Hello Again!

Body: 

I have not posted awhile being this summer was so busy and fun spending time with the kids! I have been recovering wonderfully! 5.5 mo post partum now. I quit the qym and lifting wieghts and now started swimmimg a bit and biking- always in the ww posture! There is still moments when I have a wierd feeling down there, but I have to think back to what I have been doing... and most of the times its if I have lifted something heavy. So, now I hand the lifting over if I can.

Its amazing to me that I have now become so aware of my body and how I move and how I breathe! Thx to this great site. But I still, have not quite figured out this sex thing. Reading the forums, it seems that most everyone has great results, but I end up with quite significant pressure afterwards. I need to lie down for awhile afterwards. I will try new posistions again. Anyone else get this?

Also, I feel like I have finally quit looking down there on a daily basis and feel so happy and content. Not so scared for my future with prolapse. I just hope and pray my prolapse will remain the same and not get worse.
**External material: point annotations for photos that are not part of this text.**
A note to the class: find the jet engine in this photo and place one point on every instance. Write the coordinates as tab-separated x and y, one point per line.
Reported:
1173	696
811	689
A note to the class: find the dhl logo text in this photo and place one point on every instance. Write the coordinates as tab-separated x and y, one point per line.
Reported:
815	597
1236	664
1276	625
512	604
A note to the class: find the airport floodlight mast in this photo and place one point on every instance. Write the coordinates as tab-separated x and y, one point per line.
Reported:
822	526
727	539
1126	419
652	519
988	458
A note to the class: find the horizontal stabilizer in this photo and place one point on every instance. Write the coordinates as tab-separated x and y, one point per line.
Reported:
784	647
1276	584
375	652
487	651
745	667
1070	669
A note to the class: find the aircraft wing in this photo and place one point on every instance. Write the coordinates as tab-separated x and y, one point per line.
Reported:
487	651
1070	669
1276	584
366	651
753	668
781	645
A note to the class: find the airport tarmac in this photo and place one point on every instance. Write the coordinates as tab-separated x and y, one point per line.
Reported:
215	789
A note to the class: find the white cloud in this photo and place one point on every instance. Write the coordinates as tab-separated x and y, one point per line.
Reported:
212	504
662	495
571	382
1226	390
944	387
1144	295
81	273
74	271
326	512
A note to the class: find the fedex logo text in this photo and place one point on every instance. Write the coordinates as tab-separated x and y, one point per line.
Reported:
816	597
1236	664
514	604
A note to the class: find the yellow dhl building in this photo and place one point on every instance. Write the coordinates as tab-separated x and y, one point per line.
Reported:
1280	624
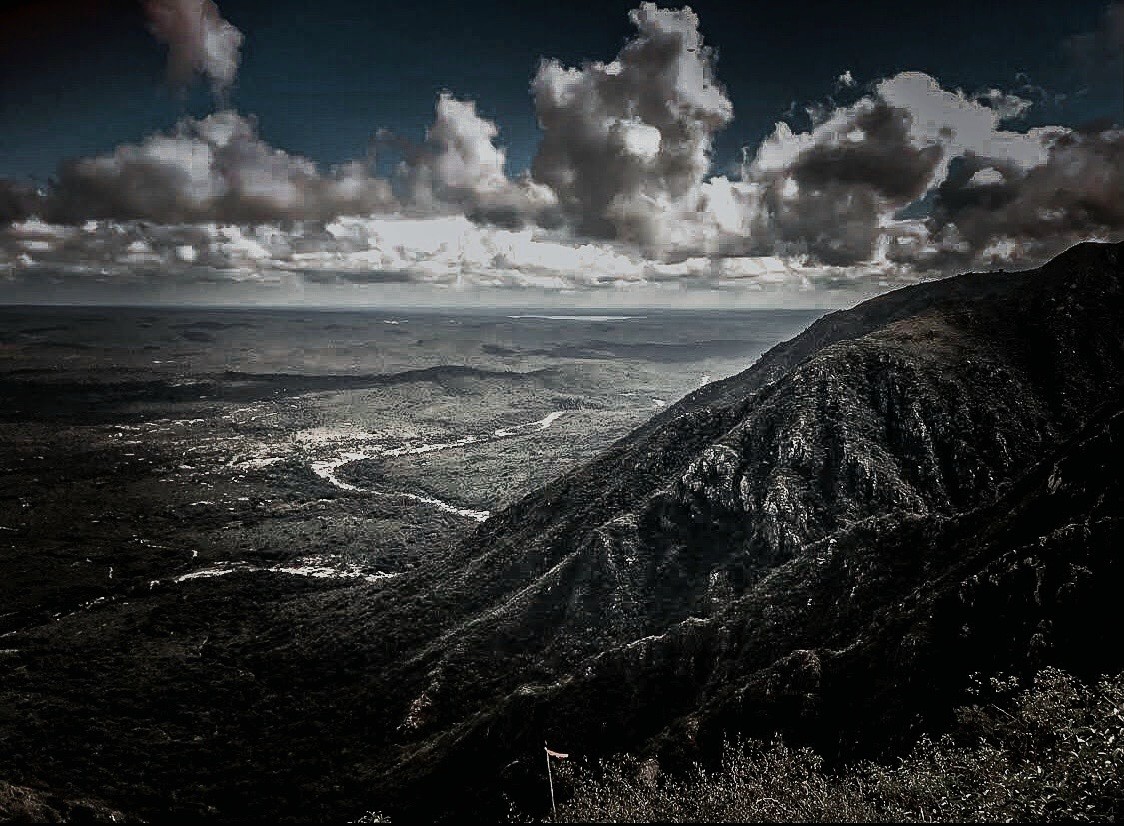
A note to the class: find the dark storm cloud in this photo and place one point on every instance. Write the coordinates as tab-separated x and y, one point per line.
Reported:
624	139
211	170
17	201
987	210
199	41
This is a great site and a wonderful spot to let feelings out!

Hi busymama,
What sort of prolapse(s) do you have?

I have cyst/rect with more minor uterine and I have to say sometimes sex is great for them, and other times not so much. I was thinking about this the other day and wondered whether sex would be better for repositioning the uterus rather than the others. In trying to picture what would be going on, I was thinking maybe the bladder might get caught on the wrong side of the head of the penis and end up getting dragged down rather than pushed up. Does that make sense? If this is the case, maybe trying to manually reposition the bladder before intercourse might work (sexy thought I know!). Anyway I might give it a go. I'm sure others will have some thoughts and ideas.

Good to hear about the great progress you have been making. When it comes to the big one......

Yes, I have to agree with Curiosity. The way I see it, the penis’ piston like action means there is a dragging down as well as a pushing up. So I guess the final withdrawal of the penis can mean a dragging down.

And the pushing up only happens if the penis is positioned directly in normal conjunction with the uterus. When the uterus is prolapsed, it can be in any position within the vulva and vagina. So the penis bumping into its side can be just as likely to happen as hitting the target through its smiley. Any guy in this situation who can hit the smiley target blind folded every time would be a genius.

If in the missionary position, you on your back, your partner on top, you raise your knees, the soles of your feet on the mattress, you should be able to draw your uterus up by a process similar to kegeling in preparation for the introduction of the penis.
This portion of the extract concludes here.